Indirectly. Server logs show AI bot fetches; citation tracking shows which of your pages appear in AI answers. Indexly combines both into an AI-indexing coverage view per URL. Direct "is this URL in the index" lookups are not exposed by most AI providers.
AI bots
AI bots are the automated crawlers operated by AI companies to fetch web content for training and retrieval. The major AI bots in 2026 are GPTBot and ChatGPT-User (OpenAI), ClaudeBot and anthropic-ai (Anthropic), PerplexityBot, Google-Extended (Gemini), and Bytespider (ByteDance). Whether your robots.txt allows them determines whether your content can be cited inside AI assistants.
AI grounding
AI grounding is the practice of anchoring an LLM's response in retrieved, citable sources at inference time — instead of letting the model rely solely on its training memory. Grounding is what separates a hallucination-prone chatbot from a search-grade AI assistant like Perplexity, Google AI Overviews, Bing Chat, or retrieval-augmented ChatGPT.
llms.txt
llms.txt is a proposed web standard — a markdown-formatted file placed at the root of a website — that gives LLMs and AI tools a curated index of a site's most important content. Modeled on robots.txt and sitemap.xml but designed for LLM comprehension rather than search crawlers, llms.txt is in the early adoption phase as of 2026, with no major AI platform officially committed to consuming it.

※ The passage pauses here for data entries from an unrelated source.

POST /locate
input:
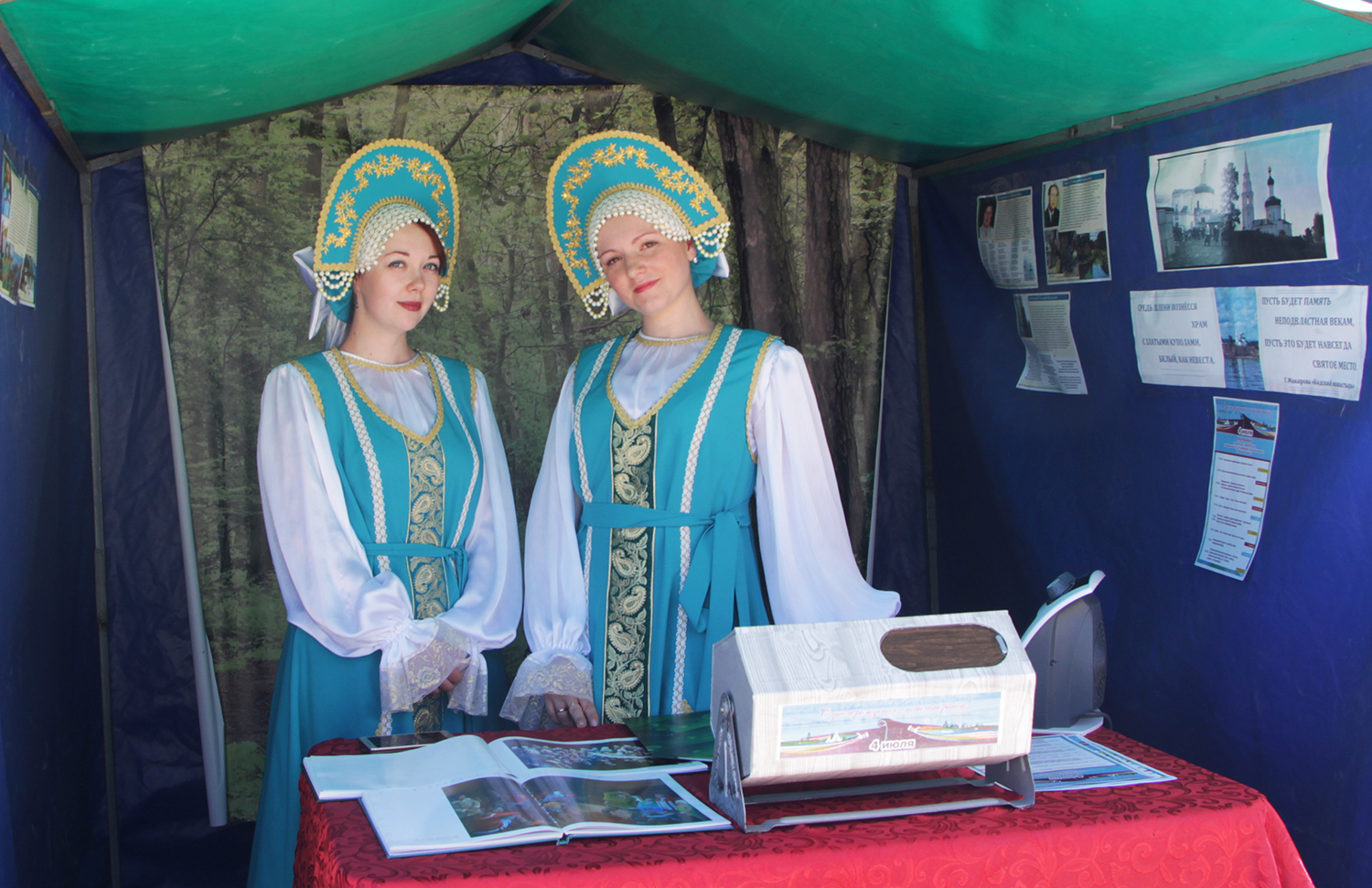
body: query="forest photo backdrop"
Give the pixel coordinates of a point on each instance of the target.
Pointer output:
(809, 254)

Generative engine optimization (GEO)
Generative engine optimization (GEO) is the practice of structuring content and brand presence so that AI systems like ChatGPT, Claude, Perplexity, and Google AI Overviews cite, quote, or recommend it when generating answers. Unlike traditional SEO, which competes for ranked positions in a list of links, GEO competes for inclusion inside the answer itself.
Schema markup
Schema markup is structured data added to web pages using the schema.org vocabulary that tells search engines and AI systems exactly what the content represents — a product, an article, a recipe, an FAQ, a person. It powers rich results in Google, drives entity understanding in knowledge graphs, and increasingly determines whether content is cited in AI Overviews and LLM-generated answers.

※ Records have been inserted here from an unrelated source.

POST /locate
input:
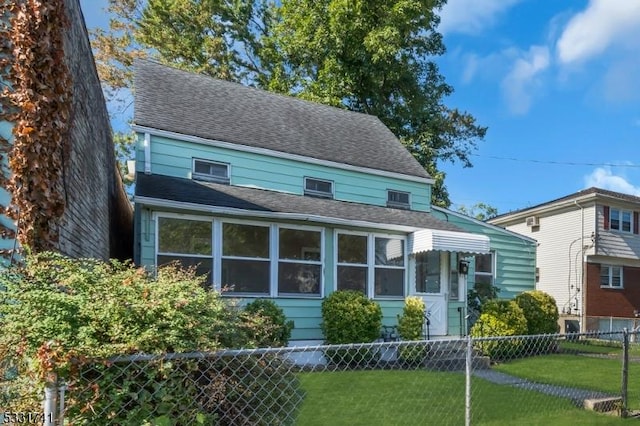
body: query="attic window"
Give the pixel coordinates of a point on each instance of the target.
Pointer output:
(398, 199)
(210, 170)
(318, 187)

Retrieval-augmented generation (RAG)
Retrieval-augmented generation (RAG) is an AI architecture that gives a large language model real-time access to external documents at query time — retrieving relevant passages from a vector database or search index and inserting them into the model's context before it generates a response. RAG is the foundation of modern AI search and the most effective technique for reducing hallucination.